Saturday, October 5, 2024

Mahalapye family suspects foul play in police-custody suicide

Officially, Oratile Mpitse committed suicide in a cell of the Mahalapye Police Station on December 28, 2019. On the other hand, his family is adamant that he was murdered by the police and have sought the intervention of their MP – who happens to be a lawyer.A family member’s version of events is that a day before he died, Mpitse had a quarrel with his long-time girlfriend. He then confiscated her cellphone, wouldn’t give it back and went to his family home in Mowana Ward. The girlfriend reported the matter to the police who swooped on Mapitse, bundled him into a police van and drove off to the station where he was detained.

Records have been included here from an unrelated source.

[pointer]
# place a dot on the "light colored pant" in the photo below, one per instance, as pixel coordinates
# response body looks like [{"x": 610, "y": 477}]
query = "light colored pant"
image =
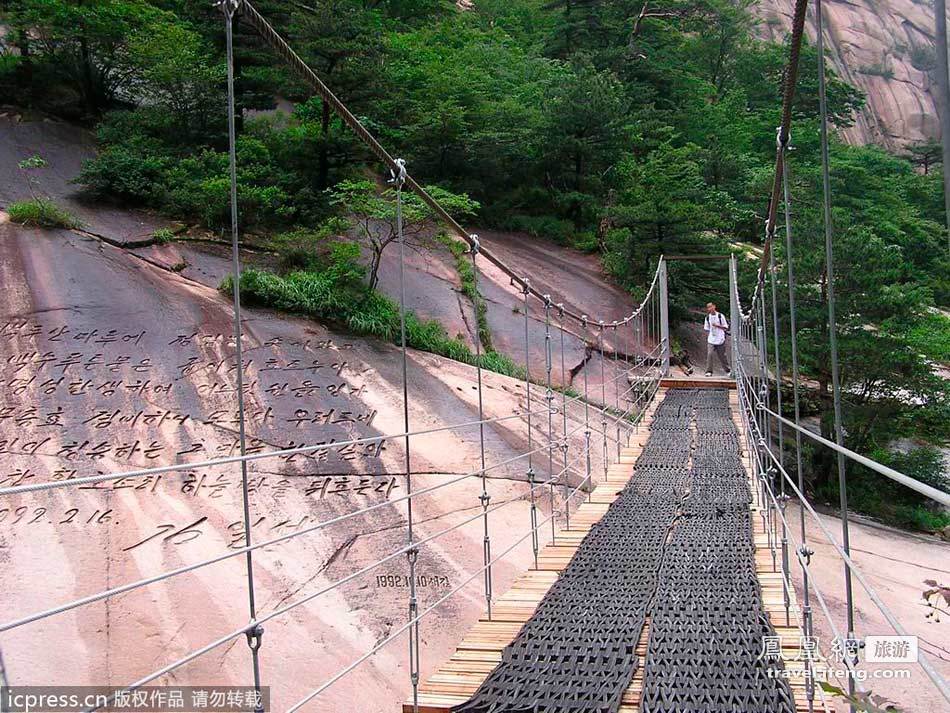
[{"x": 720, "y": 351}]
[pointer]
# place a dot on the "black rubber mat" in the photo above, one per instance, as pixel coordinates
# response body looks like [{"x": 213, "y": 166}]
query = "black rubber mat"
[{"x": 675, "y": 546}]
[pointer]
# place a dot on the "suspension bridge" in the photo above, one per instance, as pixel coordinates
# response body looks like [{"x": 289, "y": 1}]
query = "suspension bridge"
[{"x": 663, "y": 551}]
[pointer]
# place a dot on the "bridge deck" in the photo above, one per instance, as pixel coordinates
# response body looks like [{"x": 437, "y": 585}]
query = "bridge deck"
[{"x": 480, "y": 651}]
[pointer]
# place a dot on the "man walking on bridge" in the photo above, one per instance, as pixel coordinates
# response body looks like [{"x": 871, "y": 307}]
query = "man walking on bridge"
[{"x": 717, "y": 328}]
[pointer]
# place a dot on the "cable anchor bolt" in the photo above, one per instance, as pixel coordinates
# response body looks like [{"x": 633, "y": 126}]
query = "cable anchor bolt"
[
  {"x": 397, "y": 175},
  {"x": 254, "y": 635}
]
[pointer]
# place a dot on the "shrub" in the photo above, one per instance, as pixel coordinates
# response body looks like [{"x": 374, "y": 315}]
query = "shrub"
[
  {"x": 336, "y": 293},
  {"x": 875, "y": 495},
  {"x": 163, "y": 235},
  {"x": 128, "y": 172},
  {"x": 43, "y": 213}
]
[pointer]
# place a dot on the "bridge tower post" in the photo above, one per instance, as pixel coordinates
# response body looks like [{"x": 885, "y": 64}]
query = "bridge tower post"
[
  {"x": 664, "y": 318},
  {"x": 734, "y": 326}
]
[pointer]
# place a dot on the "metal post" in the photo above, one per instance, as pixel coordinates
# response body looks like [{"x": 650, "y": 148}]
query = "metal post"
[
  {"x": 735, "y": 325},
  {"x": 664, "y": 319},
  {"x": 587, "y": 432},
  {"x": 549, "y": 399},
  {"x": 603, "y": 393},
  {"x": 526, "y": 290},
  {"x": 793, "y": 335},
  {"x": 412, "y": 553},
  {"x": 565, "y": 447},
  {"x": 617, "y": 385},
  {"x": 832, "y": 331},
  {"x": 484, "y": 498},
  {"x": 943, "y": 109},
  {"x": 254, "y": 633}
]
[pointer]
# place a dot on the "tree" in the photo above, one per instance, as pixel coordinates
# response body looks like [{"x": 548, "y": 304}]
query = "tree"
[
  {"x": 375, "y": 216},
  {"x": 341, "y": 41},
  {"x": 924, "y": 154},
  {"x": 889, "y": 264},
  {"x": 85, "y": 41}
]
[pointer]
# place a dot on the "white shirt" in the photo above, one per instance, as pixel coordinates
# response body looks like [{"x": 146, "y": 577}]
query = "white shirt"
[{"x": 716, "y": 325}]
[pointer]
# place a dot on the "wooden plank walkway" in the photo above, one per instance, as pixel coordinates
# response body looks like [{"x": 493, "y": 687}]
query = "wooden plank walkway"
[{"x": 480, "y": 651}]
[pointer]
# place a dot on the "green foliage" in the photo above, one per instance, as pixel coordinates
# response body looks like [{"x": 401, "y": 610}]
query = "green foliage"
[
  {"x": 930, "y": 336},
  {"x": 466, "y": 273},
  {"x": 337, "y": 294},
  {"x": 163, "y": 235},
  {"x": 41, "y": 213},
  {"x": 881, "y": 498},
  {"x": 616, "y": 127},
  {"x": 376, "y": 216}
]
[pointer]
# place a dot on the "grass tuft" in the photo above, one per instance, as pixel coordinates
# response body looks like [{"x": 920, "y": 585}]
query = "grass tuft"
[
  {"x": 336, "y": 294},
  {"x": 42, "y": 213}
]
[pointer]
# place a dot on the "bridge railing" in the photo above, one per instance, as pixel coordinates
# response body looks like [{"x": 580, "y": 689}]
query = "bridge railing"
[
  {"x": 554, "y": 418},
  {"x": 757, "y": 379},
  {"x": 569, "y": 437}
]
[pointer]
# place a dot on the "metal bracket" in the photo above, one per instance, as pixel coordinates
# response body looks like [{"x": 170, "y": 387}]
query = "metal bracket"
[{"x": 254, "y": 635}]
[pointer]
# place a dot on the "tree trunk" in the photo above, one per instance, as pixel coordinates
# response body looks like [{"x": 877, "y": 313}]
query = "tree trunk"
[
  {"x": 374, "y": 268},
  {"x": 943, "y": 94},
  {"x": 88, "y": 82},
  {"x": 323, "y": 158},
  {"x": 22, "y": 43},
  {"x": 238, "y": 67}
]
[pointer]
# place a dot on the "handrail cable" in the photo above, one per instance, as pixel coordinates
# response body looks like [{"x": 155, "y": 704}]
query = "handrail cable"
[
  {"x": 121, "y": 589},
  {"x": 846, "y": 557},
  {"x": 277, "y": 43}
]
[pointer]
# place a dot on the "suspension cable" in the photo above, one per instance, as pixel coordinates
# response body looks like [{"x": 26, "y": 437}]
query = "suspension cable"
[{"x": 254, "y": 634}]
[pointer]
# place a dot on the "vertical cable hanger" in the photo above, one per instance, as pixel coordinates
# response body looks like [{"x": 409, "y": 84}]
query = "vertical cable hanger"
[
  {"x": 833, "y": 332},
  {"x": 398, "y": 179},
  {"x": 484, "y": 498},
  {"x": 255, "y": 632}
]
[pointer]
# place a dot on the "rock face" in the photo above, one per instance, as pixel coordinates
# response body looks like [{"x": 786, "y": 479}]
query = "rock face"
[
  {"x": 112, "y": 361},
  {"x": 886, "y": 49}
]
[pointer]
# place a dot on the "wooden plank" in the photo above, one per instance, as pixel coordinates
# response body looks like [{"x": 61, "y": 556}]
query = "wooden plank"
[
  {"x": 480, "y": 650},
  {"x": 768, "y": 562}
]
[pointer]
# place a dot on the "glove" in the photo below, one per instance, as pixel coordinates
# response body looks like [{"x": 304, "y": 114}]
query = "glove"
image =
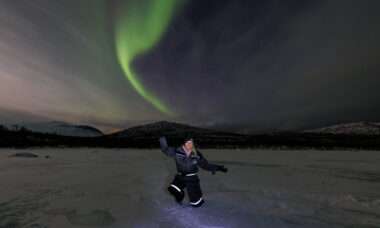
[{"x": 222, "y": 169}]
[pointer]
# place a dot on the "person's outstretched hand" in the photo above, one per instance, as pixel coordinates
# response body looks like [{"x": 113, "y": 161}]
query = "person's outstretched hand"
[{"x": 222, "y": 169}]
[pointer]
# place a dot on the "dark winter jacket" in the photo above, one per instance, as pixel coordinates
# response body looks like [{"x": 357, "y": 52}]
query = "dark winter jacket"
[{"x": 187, "y": 164}]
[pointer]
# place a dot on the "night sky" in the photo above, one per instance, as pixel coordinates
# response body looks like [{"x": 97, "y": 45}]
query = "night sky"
[{"x": 241, "y": 64}]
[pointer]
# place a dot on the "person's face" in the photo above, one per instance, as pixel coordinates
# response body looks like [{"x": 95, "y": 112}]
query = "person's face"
[{"x": 189, "y": 145}]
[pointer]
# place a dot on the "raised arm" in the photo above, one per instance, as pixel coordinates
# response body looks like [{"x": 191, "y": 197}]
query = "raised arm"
[
  {"x": 204, "y": 164},
  {"x": 169, "y": 151}
]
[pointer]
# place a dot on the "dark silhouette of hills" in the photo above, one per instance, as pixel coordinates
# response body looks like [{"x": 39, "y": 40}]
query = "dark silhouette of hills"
[{"x": 146, "y": 136}]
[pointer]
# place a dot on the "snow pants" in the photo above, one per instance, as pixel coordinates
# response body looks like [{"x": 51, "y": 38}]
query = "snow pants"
[{"x": 193, "y": 188}]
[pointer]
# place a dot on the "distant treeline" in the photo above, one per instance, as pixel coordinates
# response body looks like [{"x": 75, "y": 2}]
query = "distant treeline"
[{"x": 23, "y": 138}]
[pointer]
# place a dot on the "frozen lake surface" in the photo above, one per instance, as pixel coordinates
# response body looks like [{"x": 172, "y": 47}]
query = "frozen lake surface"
[{"x": 127, "y": 188}]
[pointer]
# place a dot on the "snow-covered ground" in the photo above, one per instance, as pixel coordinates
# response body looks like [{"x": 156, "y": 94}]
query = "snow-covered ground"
[{"x": 127, "y": 188}]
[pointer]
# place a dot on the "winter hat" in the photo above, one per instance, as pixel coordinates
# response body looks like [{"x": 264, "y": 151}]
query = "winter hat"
[{"x": 188, "y": 138}]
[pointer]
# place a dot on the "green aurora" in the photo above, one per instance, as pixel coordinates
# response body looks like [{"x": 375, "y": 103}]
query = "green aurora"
[{"x": 139, "y": 27}]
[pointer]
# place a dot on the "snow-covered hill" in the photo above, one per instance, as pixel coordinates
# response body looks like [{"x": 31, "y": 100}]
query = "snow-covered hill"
[
  {"x": 61, "y": 128},
  {"x": 358, "y": 128}
]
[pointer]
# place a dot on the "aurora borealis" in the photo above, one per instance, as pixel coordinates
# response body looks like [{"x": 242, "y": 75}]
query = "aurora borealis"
[
  {"x": 242, "y": 65},
  {"x": 138, "y": 29}
]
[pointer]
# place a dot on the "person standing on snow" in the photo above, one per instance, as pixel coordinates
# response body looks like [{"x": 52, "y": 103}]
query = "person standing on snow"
[{"x": 187, "y": 160}]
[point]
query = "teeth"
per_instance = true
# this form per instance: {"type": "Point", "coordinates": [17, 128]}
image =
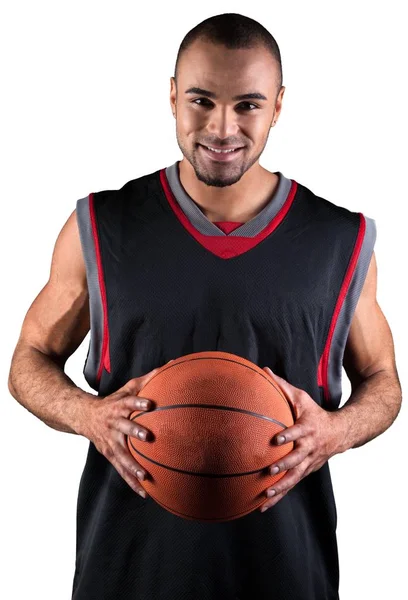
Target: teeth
{"type": "Point", "coordinates": [220, 151]}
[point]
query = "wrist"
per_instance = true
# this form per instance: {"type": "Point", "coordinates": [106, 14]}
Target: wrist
{"type": "Point", "coordinates": [83, 420]}
{"type": "Point", "coordinates": [341, 430]}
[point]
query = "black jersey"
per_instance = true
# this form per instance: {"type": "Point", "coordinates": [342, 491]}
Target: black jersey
{"type": "Point", "coordinates": [164, 281]}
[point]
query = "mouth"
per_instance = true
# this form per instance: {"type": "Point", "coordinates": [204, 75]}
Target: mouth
{"type": "Point", "coordinates": [221, 156]}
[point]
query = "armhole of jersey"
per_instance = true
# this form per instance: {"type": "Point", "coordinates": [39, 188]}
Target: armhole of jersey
{"type": "Point", "coordinates": [345, 317]}
{"type": "Point", "coordinates": [94, 356]}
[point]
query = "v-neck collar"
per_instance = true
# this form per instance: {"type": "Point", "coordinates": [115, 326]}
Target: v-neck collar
{"type": "Point", "coordinates": [199, 220]}
{"type": "Point", "coordinates": [241, 239]}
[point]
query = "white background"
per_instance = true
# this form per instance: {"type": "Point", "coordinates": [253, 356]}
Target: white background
{"type": "Point", "coordinates": [85, 107]}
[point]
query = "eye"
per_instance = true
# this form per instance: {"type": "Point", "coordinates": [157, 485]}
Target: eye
{"type": "Point", "coordinates": [208, 103]}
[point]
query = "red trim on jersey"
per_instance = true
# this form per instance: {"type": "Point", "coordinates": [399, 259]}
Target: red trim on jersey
{"type": "Point", "coordinates": [105, 355]}
{"type": "Point", "coordinates": [225, 246]}
{"type": "Point", "coordinates": [323, 368]}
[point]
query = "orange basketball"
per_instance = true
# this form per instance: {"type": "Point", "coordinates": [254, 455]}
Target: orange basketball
{"type": "Point", "coordinates": [211, 435]}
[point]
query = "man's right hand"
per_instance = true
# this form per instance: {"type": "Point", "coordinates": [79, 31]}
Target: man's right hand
{"type": "Point", "coordinates": [108, 424]}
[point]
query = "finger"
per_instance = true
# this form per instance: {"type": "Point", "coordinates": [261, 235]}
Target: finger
{"type": "Point", "coordinates": [137, 402]}
{"type": "Point", "coordinates": [269, 503]}
{"type": "Point", "coordinates": [290, 461]}
{"type": "Point", "coordinates": [289, 480]}
{"type": "Point", "coordinates": [131, 481]}
{"type": "Point", "coordinates": [128, 427]}
{"type": "Point", "coordinates": [289, 434]}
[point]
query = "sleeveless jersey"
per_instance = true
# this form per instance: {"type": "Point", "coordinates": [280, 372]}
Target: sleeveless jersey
{"type": "Point", "coordinates": [164, 281]}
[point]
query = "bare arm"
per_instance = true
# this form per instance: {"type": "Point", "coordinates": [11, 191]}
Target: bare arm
{"type": "Point", "coordinates": [369, 362]}
{"type": "Point", "coordinates": [54, 326]}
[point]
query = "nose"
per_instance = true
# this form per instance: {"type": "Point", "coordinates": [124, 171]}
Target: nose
{"type": "Point", "coordinates": [222, 122]}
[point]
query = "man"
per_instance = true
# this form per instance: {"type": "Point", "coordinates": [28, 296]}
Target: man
{"type": "Point", "coordinates": [212, 253]}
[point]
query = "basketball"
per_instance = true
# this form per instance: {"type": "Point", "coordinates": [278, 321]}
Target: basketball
{"type": "Point", "coordinates": [210, 446]}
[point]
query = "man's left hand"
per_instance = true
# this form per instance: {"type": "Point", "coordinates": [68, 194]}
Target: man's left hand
{"type": "Point", "coordinates": [316, 435]}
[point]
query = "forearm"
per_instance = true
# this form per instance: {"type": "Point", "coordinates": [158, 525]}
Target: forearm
{"type": "Point", "coordinates": [370, 410]}
{"type": "Point", "coordinates": [40, 385]}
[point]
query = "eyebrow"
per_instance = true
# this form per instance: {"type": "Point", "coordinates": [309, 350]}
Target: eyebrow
{"type": "Point", "coordinates": [251, 96]}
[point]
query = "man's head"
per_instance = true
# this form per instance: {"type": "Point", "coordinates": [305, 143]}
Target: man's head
{"type": "Point", "coordinates": [227, 55]}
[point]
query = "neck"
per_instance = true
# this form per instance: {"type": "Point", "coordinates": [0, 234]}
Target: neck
{"type": "Point", "coordinates": [239, 202]}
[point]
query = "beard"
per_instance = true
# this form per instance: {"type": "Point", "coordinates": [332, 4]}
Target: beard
{"type": "Point", "coordinates": [218, 174]}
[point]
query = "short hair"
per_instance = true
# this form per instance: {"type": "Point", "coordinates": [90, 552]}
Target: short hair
{"type": "Point", "coordinates": [233, 31]}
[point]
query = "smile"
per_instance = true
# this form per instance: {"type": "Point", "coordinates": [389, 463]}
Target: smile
{"type": "Point", "coordinates": [220, 155]}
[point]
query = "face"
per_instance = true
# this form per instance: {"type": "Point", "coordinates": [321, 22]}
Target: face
{"type": "Point", "coordinates": [212, 115]}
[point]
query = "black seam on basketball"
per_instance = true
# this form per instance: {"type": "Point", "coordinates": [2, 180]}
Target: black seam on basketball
{"type": "Point", "coordinates": [195, 473]}
{"type": "Point", "coordinates": [166, 366]}
{"type": "Point", "coordinates": [215, 406]}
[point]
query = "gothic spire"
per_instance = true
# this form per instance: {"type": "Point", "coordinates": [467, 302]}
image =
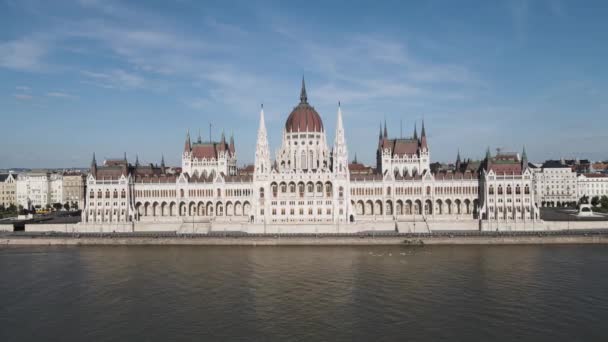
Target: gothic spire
{"type": "Point", "coordinates": [340, 151]}
{"type": "Point", "coordinates": [303, 96]}
{"type": "Point", "coordinates": [94, 166]}
{"type": "Point", "coordinates": [423, 136]}
{"type": "Point", "coordinates": [187, 145]}
{"type": "Point", "coordinates": [385, 130]}
{"type": "Point", "coordinates": [423, 132]}
{"type": "Point", "coordinates": [231, 147]}
{"type": "Point", "coordinates": [262, 152]}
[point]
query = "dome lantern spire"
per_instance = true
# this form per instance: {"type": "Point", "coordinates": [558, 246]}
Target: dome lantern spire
{"type": "Point", "coordinates": [303, 96]}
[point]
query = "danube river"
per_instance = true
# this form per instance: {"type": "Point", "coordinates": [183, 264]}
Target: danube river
{"type": "Point", "coordinates": [442, 293]}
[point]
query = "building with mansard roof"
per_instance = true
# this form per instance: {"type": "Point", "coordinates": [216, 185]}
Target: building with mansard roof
{"type": "Point", "coordinates": [309, 186]}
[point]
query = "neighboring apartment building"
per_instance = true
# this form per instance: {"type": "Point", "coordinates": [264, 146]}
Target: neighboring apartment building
{"type": "Point", "coordinates": [8, 189]}
{"type": "Point", "coordinates": [555, 184]}
{"type": "Point", "coordinates": [39, 188]}
{"type": "Point", "coordinates": [592, 184]}
{"type": "Point", "coordinates": [73, 189]}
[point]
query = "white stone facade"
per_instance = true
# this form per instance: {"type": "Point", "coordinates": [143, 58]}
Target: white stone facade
{"type": "Point", "coordinates": [8, 189]}
{"type": "Point", "coordinates": [308, 185]}
{"type": "Point", "coordinates": [592, 185]}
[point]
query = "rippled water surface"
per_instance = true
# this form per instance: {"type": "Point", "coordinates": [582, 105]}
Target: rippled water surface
{"type": "Point", "coordinates": [477, 293]}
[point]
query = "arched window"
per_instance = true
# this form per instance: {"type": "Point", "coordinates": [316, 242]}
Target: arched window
{"type": "Point", "coordinates": [303, 161]}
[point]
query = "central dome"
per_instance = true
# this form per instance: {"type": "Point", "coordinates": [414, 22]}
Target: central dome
{"type": "Point", "coordinates": [304, 118]}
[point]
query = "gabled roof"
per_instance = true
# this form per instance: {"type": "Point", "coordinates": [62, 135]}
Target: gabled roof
{"type": "Point", "coordinates": [401, 147]}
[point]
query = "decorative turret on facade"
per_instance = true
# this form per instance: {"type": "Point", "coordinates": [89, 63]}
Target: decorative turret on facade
{"type": "Point", "coordinates": [262, 150]}
{"type": "Point", "coordinates": [340, 151]}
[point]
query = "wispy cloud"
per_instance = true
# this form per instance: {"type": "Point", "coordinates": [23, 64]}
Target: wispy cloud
{"type": "Point", "coordinates": [26, 54]}
{"type": "Point", "coordinates": [114, 79]}
{"type": "Point", "coordinates": [58, 94]}
{"type": "Point", "coordinates": [23, 97]}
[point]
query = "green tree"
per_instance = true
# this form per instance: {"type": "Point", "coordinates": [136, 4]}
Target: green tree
{"type": "Point", "coordinates": [604, 202]}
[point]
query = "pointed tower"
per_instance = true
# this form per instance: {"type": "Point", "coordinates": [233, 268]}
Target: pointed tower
{"type": "Point", "coordinates": [94, 166]}
{"type": "Point", "coordinates": [231, 143]}
{"type": "Point", "coordinates": [303, 96]}
{"type": "Point", "coordinates": [385, 130]}
{"type": "Point", "coordinates": [423, 138]}
{"type": "Point", "coordinates": [340, 152]}
{"type": "Point", "coordinates": [187, 145]}
{"type": "Point", "coordinates": [488, 158]}
{"type": "Point", "coordinates": [262, 151]}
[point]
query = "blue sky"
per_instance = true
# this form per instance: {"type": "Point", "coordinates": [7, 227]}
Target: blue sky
{"type": "Point", "coordinates": [78, 77]}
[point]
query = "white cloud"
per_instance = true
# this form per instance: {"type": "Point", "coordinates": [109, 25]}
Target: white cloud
{"type": "Point", "coordinates": [115, 79]}
{"type": "Point", "coordinates": [24, 54]}
{"type": "Point", "coordinates": [58, 94]}
{"type": "Point", "coordinates": [23, 97]}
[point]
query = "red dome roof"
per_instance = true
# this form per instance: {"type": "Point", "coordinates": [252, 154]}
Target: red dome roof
{"type": "Point", "coordinates": [304, 118]}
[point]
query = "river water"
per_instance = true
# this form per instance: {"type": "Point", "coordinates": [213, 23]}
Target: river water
{"type": "Point", "coordinates": [176, 293]}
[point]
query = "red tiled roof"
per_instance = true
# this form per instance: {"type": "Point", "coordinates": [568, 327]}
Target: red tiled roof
{"type": "Point", "coordinates": [401, 147]}
{"type": "Point", "coordinates": [595, 175]}
{"type": "Point", "coordinates": [304, 118]}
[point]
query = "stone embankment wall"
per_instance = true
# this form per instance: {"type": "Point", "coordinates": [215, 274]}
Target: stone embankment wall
{"type": "Point", "coordinates": [307, 241]}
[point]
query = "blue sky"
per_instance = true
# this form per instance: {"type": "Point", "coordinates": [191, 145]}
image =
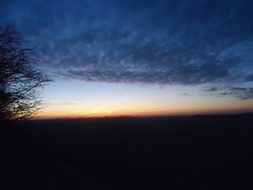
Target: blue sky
{"type": "Point", "coordinates": [195, 52]}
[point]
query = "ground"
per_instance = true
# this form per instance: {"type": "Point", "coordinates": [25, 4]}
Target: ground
{"type": "Point", "coordinates": [193, 152]}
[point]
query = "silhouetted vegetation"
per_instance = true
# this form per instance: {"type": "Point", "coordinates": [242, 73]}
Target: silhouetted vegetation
{"type": "Point", "coordinates": [20, 81]}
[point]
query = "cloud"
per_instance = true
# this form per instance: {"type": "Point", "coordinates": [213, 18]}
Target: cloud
{"type": "Point", "coordinates": [162, 42]}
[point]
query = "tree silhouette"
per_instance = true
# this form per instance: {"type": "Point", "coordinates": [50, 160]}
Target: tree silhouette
{"type": "Point", "coordinates": [20, 82]}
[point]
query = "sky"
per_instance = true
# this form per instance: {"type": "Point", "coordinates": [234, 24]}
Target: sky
{"type": "Point", "coordinates": [139, 57]}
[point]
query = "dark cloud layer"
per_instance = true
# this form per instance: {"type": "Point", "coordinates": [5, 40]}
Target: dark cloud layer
{"type": "Point", "coordinates": [149, 41]}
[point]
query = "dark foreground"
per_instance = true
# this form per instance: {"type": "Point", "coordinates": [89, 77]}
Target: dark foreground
{"type": "Point", "coordinates": [199, 152]}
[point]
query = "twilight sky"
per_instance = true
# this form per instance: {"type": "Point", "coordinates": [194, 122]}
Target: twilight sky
{"type": "Point", "coordinates": [139, 57]}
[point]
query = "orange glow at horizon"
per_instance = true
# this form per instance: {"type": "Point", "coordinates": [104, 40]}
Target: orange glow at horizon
{"type": "Point", "coordinates": [102, 111]}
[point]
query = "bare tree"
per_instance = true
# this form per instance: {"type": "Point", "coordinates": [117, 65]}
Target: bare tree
{"type": "Point", "coordinates": [20, 82]}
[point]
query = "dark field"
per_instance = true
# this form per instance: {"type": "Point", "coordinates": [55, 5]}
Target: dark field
{"type": "Point", "coordinates": [197, 152]}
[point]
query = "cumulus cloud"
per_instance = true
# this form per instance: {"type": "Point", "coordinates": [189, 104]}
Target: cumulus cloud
{"type": "Point", "coordinates": [164, 42]}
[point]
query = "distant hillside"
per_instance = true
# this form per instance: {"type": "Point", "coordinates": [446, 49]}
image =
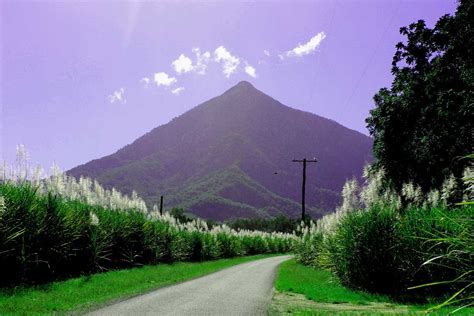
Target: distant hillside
{"type": "Point", "coordinates": [231, 157]}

The family member says that even though Mapitse, who was a taxi driver in the village, didn’t resist arrest, the arresting officers handcuffed and chained his legs. Hours later, the police returned to deliver the shocking news. Mpitse had reportedly committed suicide by hanging himself in a police cell with a length of tinked-back blanket stitching that had been fashioned into a rudimentary hanging rope. The other detail that would come out later was that the police had first gone to the Ward headman (not the deceased’s family) to report the death. Through an insider at the police station, the family has reportedly learnt that Mpitse, who had recently undergone an appendix surgical operation at the local hospital was “almost dead” when he arrived at the police station.Assistant Superintendent Iponeng Sejeso of the Criminal Investigations Department at the Mahalapye Police Station tells a different story.

In confirming the fight over the cellphone, he adds another detail: that the girlfriend reported that Mpitse had threatened to kill her and that when the police called at his house, he fled and subsequently tried to resist arrest when he was caught. Threat-to-kill is a very serious criminal offence and explains the leg irons. The CID boss says that Mpitse was detained early in the morning – before the shift change at 6 a.m., was given breakfast between 8 a.m. and 9 a.m. and that police officers found him hanging from the blanket stitching noose when they checked on him at 11 a.m. He had tied one end of the stitching rope to reinforcement steel in a window high up in his cell.

Sejeso says that he is aware of the family’s suspicions and denies any foul play occurred.“The family may not agree but what we told them is what actually happened,” he adds.

As regards why the police notified the Ward headman first and not the deceased’s family, his response is that notifying “village elders” (who include district commissioners) about deaths is standard procedure in cases of this nature. Upon conviction that Mpitse was murdered (the official cause of death is asphyxiation), his family sought the intervention of the Mahalapye East Constituency Office. According to MP Yandani Boko, the police rebuffed the family’s request to inspect the occurrence book – a record of events drawn from the diaries of police officers that is kept at a police station.

What Sunday Standard has independently established is that such inspection can only be done with either the aid of a court order or the permission of the Commissioner of Police. The family has pursued neither option, choosing to enlist the help of their MP. Boko says that he plans to write a letter to the police seeking information about what happened. He adds that the death certificate doesn’t say much and expresses desire to gain access to the more detailed post-mortem report.While his legal knowledge will certainly be useful in unravelling this issue, Boko is keen to stress that he is making this intervention not as a lawyer but an MP representing the interests of his constituents.